Understanding the causes of the teacher shortage

We have read that the shortage of teachers was a national tragedy. It is certainly a serious problem, but are there not other realities which more deserve the designation of national drama: the living conditions of the indigenous communities, endemic poverty, the decay of the French language in Montreal… Understanding the causes of this shortage, predicted for 20 years by MEQ demographers, allows us to be critical of the public authorities’ miracle cures.

As an element of explanation, there is the drop in the admission rate in university programs of secondary education and special education, then the high percentage of dropouts during studies. In the network of six Quebec universities, 50% of students leave their studies at the end of the first year and, among those who remain, 50% drop out at the end of the second. In 2019, at the baccalaureate for secondary education, only 53 to 55% of students graduated, and the rate is 68 to 70% for that of preschool-primary education. So there are fewer candidates for entry into teaching. The profession no longer attracts.

Too heavy workload

For those who teach, according to the 2015 survey by the Center for Research on Training and the Teaching Profession, the workload that is far too heavy is the first explanatory factor for dropping out at the start of their career. 25 to 30% of teachers leave teaching after the first year and up to 50% after five years (Létourneau, 2012).

But it is not only the new ones who drop out, the experienced teachers who also drop out, because for them, too, the task continues to increase and the conditions in which they have to work deteriorate. For a competent teacher, demanding of herself and her students and passionate about her work, a workweek is easily 45-50 hours (at a ridiculous salary).

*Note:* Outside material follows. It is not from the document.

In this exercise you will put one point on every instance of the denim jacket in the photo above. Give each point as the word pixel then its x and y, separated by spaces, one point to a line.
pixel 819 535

Too many classes, including a large number of students considered to be at risk, having special conditions and requiring weekly monitoring by the teacher in primary school and the tutor in secondary school; frequent rudeness of pupils, which poses serious problems of classroom management, which takes a lot of time in and out of the classroom; often abusive interventions by parents and members of the school administration that undermine the authority of teachers …

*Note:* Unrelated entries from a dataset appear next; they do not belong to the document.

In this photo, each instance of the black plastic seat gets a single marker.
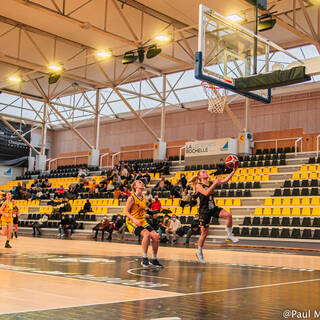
(274, 233)
(254, 232)
(295, 222)
(275, 221)
(256, 221)
(306, 234)
(244, 232)
(264, 232)
(247, 221)
(266, 221)
(296, 234)
(285, 233)
(306, 222)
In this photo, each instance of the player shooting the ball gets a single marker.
(208, 208)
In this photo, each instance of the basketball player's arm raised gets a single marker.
(2, 209)
(129, 204)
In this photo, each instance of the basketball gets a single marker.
(232, 161)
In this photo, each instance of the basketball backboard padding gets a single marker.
(278, 78)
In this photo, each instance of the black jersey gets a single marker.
(206, 202)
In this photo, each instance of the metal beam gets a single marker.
(148, 128)
(7, 123)
(39, 89)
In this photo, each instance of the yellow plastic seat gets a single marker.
(296, 176)
(286, 211)
(236, 202)
(315, 201)
(220, 202)
(266, 170)
(276, 211)
(306, 211)
(312, 167)
(313, 175)
(186, 210)
(304, 168)
(268, 202)
(257, 177)
(176, 202)
(295, 211)
(277, 201)
(267, 211)
(286, 201)
(194, 210)
(305, 201)
(296, 201)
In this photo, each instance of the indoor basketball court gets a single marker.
(160, 160)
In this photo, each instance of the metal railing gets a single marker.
(70, 157)
(180, 153)
(276, 141)
(318, 137)
(101, 158)
(112, 158)
(296, 145)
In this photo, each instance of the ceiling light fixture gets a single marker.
(235, 18)
(162, 37)
(55, 67)
(103, 54)
(15, 79)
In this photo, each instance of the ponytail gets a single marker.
(194, 181)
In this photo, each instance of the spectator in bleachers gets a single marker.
(117, 193)
(59, 193)
(17, 192)
(183, 181)
(125, 194)
(64, 223)
(104, 225)
(186, 198)
(147, 177)
(15, 215)
(41, 223)
(174, 225)
(86, 208)
(64, 206)
(194, 229)
(120, 226)
(72, 224)
(148, 195)
(156, 205)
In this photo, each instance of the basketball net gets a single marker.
(216, 100)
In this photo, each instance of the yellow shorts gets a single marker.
(133, 229)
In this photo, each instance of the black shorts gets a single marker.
(138, 230)
(205, 217)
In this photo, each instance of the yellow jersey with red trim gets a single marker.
(138, 209)
(8, 211)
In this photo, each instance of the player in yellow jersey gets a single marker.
(7, 218)
(137, 224)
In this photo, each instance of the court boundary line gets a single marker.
(172, 296)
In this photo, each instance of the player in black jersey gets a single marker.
(208, 208)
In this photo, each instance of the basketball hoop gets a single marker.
(216, 100)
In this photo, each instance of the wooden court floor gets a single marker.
(73, 279)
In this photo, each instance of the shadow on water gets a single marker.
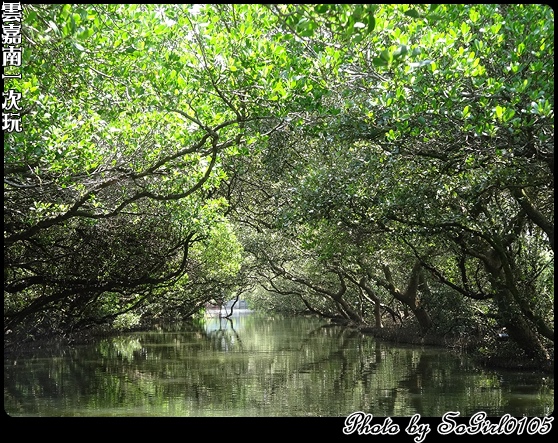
(261, 365)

It should be noted, however, that there are enormous differences between teaching in subsidized private schools (25% of pupils), in specific public projects (25% of pupils in the public) and so-called regular public classes, where they are held. massively find new teachers (the latter much less numerous). As there are differences between primary education and secondary education.

We must also mention the glaring lack of professional integration measures for newcomers, who are left to fend for themselves. Yet they have been claimed for decades. We even go so far as to ask experienced teachers to take charge of newcomers to help them!

Deprofessionalization

What is clear to those who taught in the years 1965-1990 is also the loss of professional autonomy and pedagogical freedom of the teaching body, which is increasingly experiencing a process of deprofessionalization and deskilling. This is explained by the new management of the neoliberal education system. The school must be managed like a business, according to the precepts of the New Public Management which advocates results-based management endorsed by recent Quebec laws, including laws 124 (2002), 88 (2008) and 105 (2018) ). From now on, we want to transform school principals and school service center leaders into managers, because they would know better than teachers how and what to teach and what a good school is! These managers demand results: pre-established pass rates and national graduation rates. The word “success” has replaced the word “learning”! What vision of education do we project to students, parents and the population?

It is indeed a diversion of the meaning of the school’s mission: to train human beings who, thanks to the knowledge and skills acquired, will become citizens capable of understanding to some extent the world in which they are live. To be able to intervene in the world as enlightened and critical citizens, in order to improve it and make it sustainable.